The Iroquois New York
Updated: Feb 17, 2016
id: small, stylish boutique hotel
cool detail: James Dean slept here
By Terry Trucco
At a glance: This small hotel (114 rooms) is quiet, comfortable and unpretentious, more akin to South Kensington than Times Square.
The one dissonant visual note was the chilly lobby walled in white stone. But following a 2008 refurbishment, fabric with a pretty leaf pattern swathes the walls, and the stylish high-back sofa makes for pleasing, albeit abbreviated, seating.
Though Edwardian in origin -- the building exterior is a turn-of-the-previous-century cousin to the flashier Algonquin a couple doors away -- the Iroquois received a radical redo in 1997 that elevated it, and its prices, from budget to plush.
I like the antique grandfather clock, a lobby focal point -- and really like the snug wood-paneled library, ideal for sipping a morning coffee, cozying up with the newspapers (stacks are available) and playingl on the house computer or your iphone. I just wish that it, like much of the hotel, was more spacious.
Rooms: Not large but attractive; rooms were refurbished top to toe in 2006, updated with new linens and pillows in 2012 and are well appointed with Frette bed linens and Anichini towels. Think traditional in the best sense -- comfortable, solid and stylish with wall-mounted flatpanel plasma TVs, Bose radios and iPod docking stations. Beds, mostly kings, are surmounted by tufted headboards that stretch to the ceiling. Contemporary Venetian blinds have replaced window curtains, and desks have Aeron chairs.
The white marble bathrooms have pedestal sinks, brass fittings, tub/shower combos and Molton Brown toiletries. In the suites, large enough to conduct a small business meeting, colorful throw pillows garnish the sofa bed and the square desk can accommodate dinner for two or a round of bridge.
Amenities: WiFi, shoe shine, Le Belge chocolates at bedtime, ice tea or cider upon arrival and morning coffee from a big silver urn in the lobby – all comp. The gym, carved from two former guest rooms, includes a pocket-size sauna and a bathroom with a shower so you can clean up before catching the plane.
Food and drink: Triomphe, the hotel’s pricey Nouvelle French restaurant is romantic, intimate, boasts a graceful white marble bar and is packed at lunch and pre-theater. Meals, from my experience, vary from pedestrian to delicious; the softshell crabs, a summer special, fall in the latter camp.
But the showpiece is Lantern's Keep, a stylish cocktail bar behind the lobby that channels a speakeasy without looking like one (a discreet lantern in front of the hotel is lighted when the bar is open).

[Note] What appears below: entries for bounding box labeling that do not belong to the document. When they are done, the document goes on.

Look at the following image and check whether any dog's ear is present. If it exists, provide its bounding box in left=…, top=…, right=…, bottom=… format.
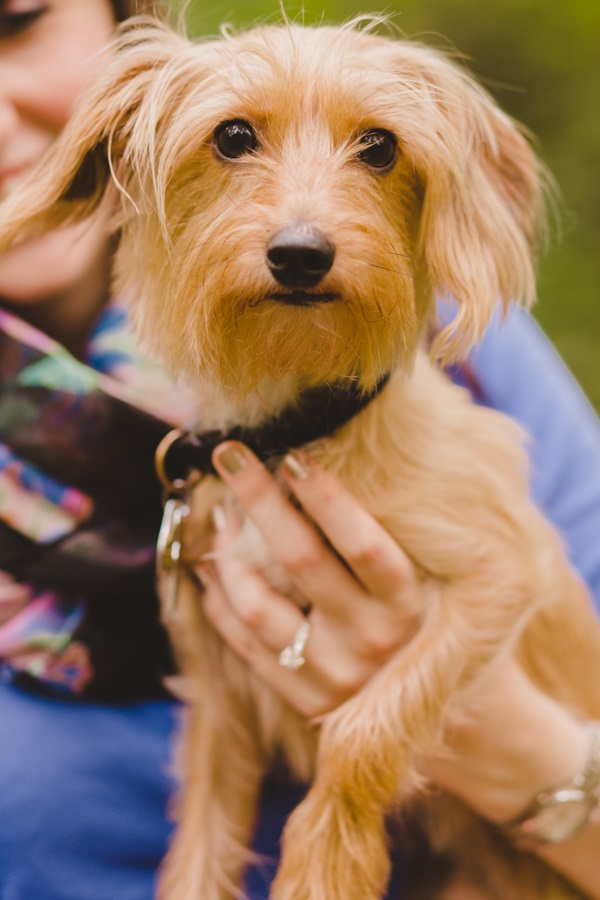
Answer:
left=0, top=18, right=182, bottom=253
left=396, top=48, right=544, bottom=361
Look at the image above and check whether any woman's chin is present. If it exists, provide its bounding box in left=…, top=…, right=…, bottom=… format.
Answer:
left=0, top=220, right=107, bottom=306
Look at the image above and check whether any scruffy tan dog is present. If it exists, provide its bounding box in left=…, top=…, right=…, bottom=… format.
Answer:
left=0, top=20, right=600, bottom=900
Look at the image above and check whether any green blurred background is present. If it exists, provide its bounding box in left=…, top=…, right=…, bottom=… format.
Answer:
left=171, top=0, right=600, bottom=410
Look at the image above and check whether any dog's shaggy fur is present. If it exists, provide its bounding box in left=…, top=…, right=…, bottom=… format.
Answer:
left=0, top=20, right=600, bottom=900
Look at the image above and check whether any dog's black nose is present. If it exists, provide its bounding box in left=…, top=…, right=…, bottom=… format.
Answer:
left=267, top=222, right=335, bottom=288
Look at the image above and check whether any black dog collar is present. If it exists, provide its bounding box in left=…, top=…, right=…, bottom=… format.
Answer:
left=157, top=375, right=389, bottom=485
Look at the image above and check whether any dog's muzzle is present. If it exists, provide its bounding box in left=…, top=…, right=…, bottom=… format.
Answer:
left=267, top=222, right=335, bottom=292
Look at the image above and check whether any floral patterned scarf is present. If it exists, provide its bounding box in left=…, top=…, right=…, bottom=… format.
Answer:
left=0, top=304, right=194, bottom=700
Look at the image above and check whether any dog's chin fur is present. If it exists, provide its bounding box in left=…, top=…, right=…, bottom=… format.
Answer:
left=0, top=19, right=600, bottom=900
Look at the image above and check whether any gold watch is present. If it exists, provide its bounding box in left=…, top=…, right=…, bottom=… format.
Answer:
left=505, top=722, right=600, bottom=846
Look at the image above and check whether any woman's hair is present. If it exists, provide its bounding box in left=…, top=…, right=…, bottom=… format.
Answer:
left=111, top=0, right=164, bottom=22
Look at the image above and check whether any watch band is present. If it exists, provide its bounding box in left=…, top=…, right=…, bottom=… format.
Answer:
left=505, top=722, right=600, bottom=846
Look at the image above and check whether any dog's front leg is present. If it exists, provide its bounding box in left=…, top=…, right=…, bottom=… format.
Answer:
left=158, top=688, right=262, bottom=900
left=271, top=585, right=520, bottom=900
left=157, top=581, right=264, bottom=900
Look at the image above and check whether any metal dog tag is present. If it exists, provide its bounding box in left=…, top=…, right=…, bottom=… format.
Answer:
left=156, top=484, right=190, bottom=619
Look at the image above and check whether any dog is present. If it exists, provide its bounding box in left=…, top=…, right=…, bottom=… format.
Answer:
left=0, top=18, right=600, bottom=900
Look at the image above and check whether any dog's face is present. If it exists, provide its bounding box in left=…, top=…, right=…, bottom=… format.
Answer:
left=0, top=20, right=539, bottom=408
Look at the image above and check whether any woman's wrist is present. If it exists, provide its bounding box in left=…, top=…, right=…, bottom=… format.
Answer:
left=426, top=660, right=589, bottom=824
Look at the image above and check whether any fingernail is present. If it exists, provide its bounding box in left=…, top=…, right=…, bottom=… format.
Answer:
left=283, top=453, right=310, bottom=481
left=214, top=444, right=247, bottom=475
left=213, top=503, right=227, bottom=531
left=189, top=567, right=210, bottom=591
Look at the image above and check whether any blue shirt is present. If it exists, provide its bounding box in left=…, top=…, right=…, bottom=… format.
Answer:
left=0, top=313, right=600, bottom=900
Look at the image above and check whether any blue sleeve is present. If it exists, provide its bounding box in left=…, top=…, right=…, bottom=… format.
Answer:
left=468, top=311, right=600, bottom=610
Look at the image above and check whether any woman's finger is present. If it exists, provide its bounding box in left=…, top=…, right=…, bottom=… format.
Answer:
left=282, top=454, right=418, bottom=612
left=213, top=441, right=365, bottom=617
left=198, top=561, right=368, bottom=718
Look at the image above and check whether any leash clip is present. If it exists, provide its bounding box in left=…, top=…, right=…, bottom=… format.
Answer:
left=155, top=429, right=201, bottom=621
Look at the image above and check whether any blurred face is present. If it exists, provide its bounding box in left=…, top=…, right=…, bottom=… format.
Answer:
left=0, top=0, right=114, bottom=304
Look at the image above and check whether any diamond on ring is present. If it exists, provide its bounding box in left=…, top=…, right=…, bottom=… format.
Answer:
left=279, top=619, right=310, bottom=672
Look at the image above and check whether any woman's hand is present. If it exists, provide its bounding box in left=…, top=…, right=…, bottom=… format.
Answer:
left=191, top=442, right=600, bottom=898
left=199, top=442, right=427, bottom=718
left=200, top=442, right=586, bottom=822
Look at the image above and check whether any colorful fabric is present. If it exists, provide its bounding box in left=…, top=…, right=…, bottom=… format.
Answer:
left=0, top=304, right=194, bottom=697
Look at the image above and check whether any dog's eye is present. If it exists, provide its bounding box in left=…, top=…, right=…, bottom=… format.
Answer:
left=356, top=128, right=398, bottom=169
left=214, top=119, right=258, bottom=159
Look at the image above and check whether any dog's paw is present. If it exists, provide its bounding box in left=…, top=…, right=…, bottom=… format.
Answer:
left=270, top=789, right=390, bottom=900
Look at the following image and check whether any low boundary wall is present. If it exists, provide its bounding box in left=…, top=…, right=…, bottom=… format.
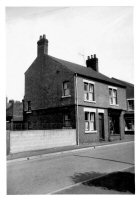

Surroundings: A super block, almost high-rise free, with six stylish hotels, clubs galore (Harvard, Penn, Mariners) and some appealing architecture straight out of a black-and-white movie or a Wee Gee photograph. Times Square and the Theater District, Grand Central Station, Bryant Park and the New York Public library are nearby. Rockefeller Center, the Empire State Building, Fifth Avenue shopping and Macy’s are slightly further afield but not far. Subways are several blocks away; bus stops are steps away.
Back story: The Algonquin had Dorothy Parker and the Vicious Circle, but the Iroquois had cool, ie James Dean, who lived here from 1951 to ‘52, before the Frette sheets – and Rebel without a Cause. In less palmy days, the hotel restaurant was the memorabilia-filled James Dean bar.
Following the 1997 renovation, the photos, playbills and autographs landed in the James Dean Suite (room 803), now just a memory following this latest refurbishment. If you’re a fan, console yourself at www.jamesdeangallery.com.
Keep in mind: Closet space is minimal. Back rooms sometimes hear the hum of the generator next door at the Sofitel. I waited eons for an elevator even though the hotel has two.